His smile was coolly satisfied, his wings flickering back to normal as quickly as they’d switched to flame.
Making a face at him, she said, “And you belong to me, Archangel.” She gave him a smug look of her own.
Laughing, he put a hand over his heart. “I would wear your brand on my skin, Elena-mine. Even if it meant searing it anew each day when I woke.”
“Ahem.” Elena pointed to the wing that bore the bullet scar. “You already wear my mark, Archangel.”
He unfolded his wing, smiled in open satisfaction. “So I do.”
Laric had been turning his head back and forth as they spoke.
Elena could all but feel his flabbergasted surprise at the conversation. Apparently, everyone expected archangels and their consorts to walk around being otherworldly and powerful, not act like the lovers they were. Though, at least with Elena, there was an expectation that she was apt to be a little odd, since she’d once been a mortal.
It was Hannah who held the capacity to surprise the heck out of everyone: Elijah’s consort was nowhere near as flawlessly ladylike as even Elena had once believed. If she’d really thought about it, she’d have realized the truth long before she and Hannah became friends. No artist ever walked in a straight line. And no warrior as powerful and as intelligent as Elijah would so deeply adore a woman who was a graceful ornament.

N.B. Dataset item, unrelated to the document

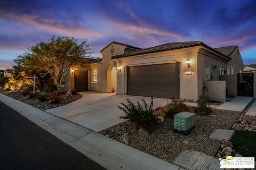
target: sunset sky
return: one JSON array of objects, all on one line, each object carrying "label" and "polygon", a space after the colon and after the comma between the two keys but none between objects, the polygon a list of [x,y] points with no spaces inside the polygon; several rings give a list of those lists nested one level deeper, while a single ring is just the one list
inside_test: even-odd
[{"label": "sunset sky", "polygon": [[94,53],[112,41],[145,48],[202,40],[237,45],[256,63],[256,1],[0,0],[0,69],[53,35],[87,39]]}]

“Regardless of the fact you are mine,” Raphael said, folding back his wing, “it is too much of a coincidence that Ibrahim was beaten so badly within hours of interacting with you in a way that, to a jealous eye, would’ve been unacceptable.”
“If you’re right, then they must hate you.” Her knife was in her hand between one breath and the next, the hilt a familiar hardness. “Whoever it is must want to annihilate you.” She bared her teeth. “Good thing you’re an archangel.”
Raphael’s responding smile was as lethal. “Yes. As I do not believe this is one of the Cadre, I am in no real danger.”
Glad her lover was such a tough and dangerous opponent, Elena put both hands on her hips. “I agree—I don’t think anyone in the Cadre is carrying a secret torch for me,” she said dryly. “Which leaves one of the guards or escorts or the Luminata. I know who I’d bet on.”